Yeah, that is probably doable. I plan to publish my methodology once I figure it out, and it should apply regardless of the language, though it will be simple.
- Is the comment unique? Ie, does it appear multiple times? + Score if unique, - score if it is not unique, and the less unique it is (ie, the more frequently it occurs, the more negative it gets)
- Is it longer than the average comment on the chain? (and a modifier for good the longer it is)
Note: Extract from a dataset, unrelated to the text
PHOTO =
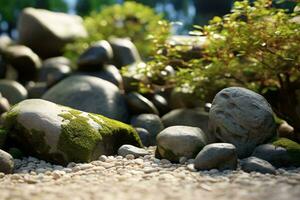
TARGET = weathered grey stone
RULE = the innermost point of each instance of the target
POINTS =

- How many "tokens" does it have - basically, how many words? You can have a reaaaaalllly long comment (as the length of the comment is counted in characters) but it might have markdown formatting, lots of links, or html in it that extends its length beyond the meaningful comment
- I'm not sure if it will be possible to do analysis row by row, but there is the Readability Tests (Flesch Kincaid) which is something built into Word and other writing tools to make stuff easy to understand: https://en.wikipedia.org/wiki/Flesch%E2%80%93Kincaid_readability_tests
- If it isn't easy to understand, or written at a very high level, it might be seen to have good academic qualities.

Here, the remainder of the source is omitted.